• Articolo Bruxelles, 15 maggio 2012
  • Continua la diatriba sull'emission trading scheme

    ETS aviazione: 10 compagnie contro lo schema

  • Sono 8 le compagnie aeree cinesi e 2 le indiane a contrastare l’ETS per l’aviazione. Dall’Europa la speranza che la collaborazione con l’ICAO porti ad un accordo globale

(Rinnovabili.it)  – Un totale di 10 compagnie aeree commerciali cinesi e indiane hanno violato l’ETS europeo che tassa atterraggi e decolli in aeroporti dell’Unione, mentre le altre compagnie internazionali hanno rispettato il diritto comunitario pagando il corrispettivo in denaro delle emissioni generate.

Quella in corso prende sempre i più connotati di una guerra commerciale che non smette di accendere gli animi. “Abbiamo dato loro (con riferimento a India e Cina ) tempo fino a metà giugno per riferire i propri dati” ha dichiarato il commissario dell’UE per il clima Connie Hedegaard durante una conferenza stampa. Il Commissario ha inoltre specificato che 8 compagnie aeree cinesi e due indiane non hanno fatto fronte agli obblighi minacciando, al contrario, ritorsioni. Per ovviare a quanto accaduto l’UE ha proposto di multare le compagnie aeree che hanno infranto il regolamento con la proposta di vietare l’atterraggio negli scali europei qualora le società continuassero ad opporsi all’ETS.
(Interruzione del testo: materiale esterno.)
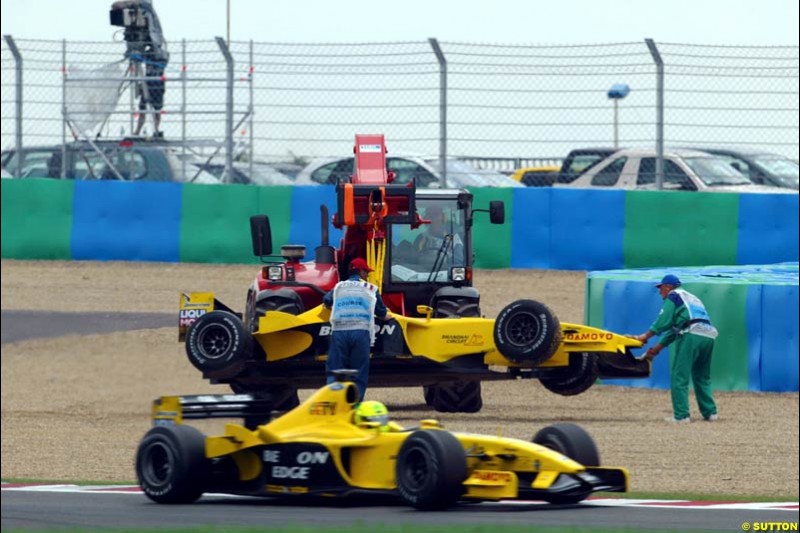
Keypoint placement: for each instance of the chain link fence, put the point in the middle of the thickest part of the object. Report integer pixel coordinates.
(500, 107)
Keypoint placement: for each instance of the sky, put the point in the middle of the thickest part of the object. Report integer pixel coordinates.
(742, 22)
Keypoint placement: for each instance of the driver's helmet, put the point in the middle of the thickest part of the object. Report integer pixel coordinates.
(372, 411)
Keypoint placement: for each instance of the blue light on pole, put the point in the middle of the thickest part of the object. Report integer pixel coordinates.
(617, 92)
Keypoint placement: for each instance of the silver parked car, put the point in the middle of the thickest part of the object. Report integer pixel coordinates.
(327, 171)
(685, 170)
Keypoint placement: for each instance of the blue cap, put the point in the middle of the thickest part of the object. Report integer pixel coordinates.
(670, 279)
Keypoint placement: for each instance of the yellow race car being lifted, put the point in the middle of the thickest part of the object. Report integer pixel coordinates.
(437, 337)
(319, 449)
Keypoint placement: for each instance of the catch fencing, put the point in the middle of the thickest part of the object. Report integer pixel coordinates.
(499, 106)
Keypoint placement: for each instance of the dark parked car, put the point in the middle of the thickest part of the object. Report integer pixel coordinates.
(763, 168)
(576, 163)
(129, 160)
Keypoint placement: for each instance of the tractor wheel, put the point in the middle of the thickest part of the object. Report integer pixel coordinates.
(431, 469)
(171, 464)
(527, 331)
(578, 377)
(574, 442)
(455, 397)
(219, 345)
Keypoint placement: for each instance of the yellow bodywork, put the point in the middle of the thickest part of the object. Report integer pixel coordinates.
(494, 463)
(436, 339)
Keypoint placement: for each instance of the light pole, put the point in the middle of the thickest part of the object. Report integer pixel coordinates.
(617, 92)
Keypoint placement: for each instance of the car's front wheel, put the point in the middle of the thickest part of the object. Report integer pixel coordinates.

Per provare a ridurre la tensione l’Unione europea ha cercato di stimolare la redazione di un accordo globale vincolante confrontandosi con l’ICAO (International Civil Aviation Administration) che si riunirà il prossimo mese per valutare i progressi. “Stiamo impiegando molto tempo ed energie nel tentativo di assicurare una soluzione globale attraverso i rapporti con l’ICAO”, ha detto la Hedegaard. “Nessuno sarebbe più felice dell’UE qualora si raggiungessero accordi definitivi.”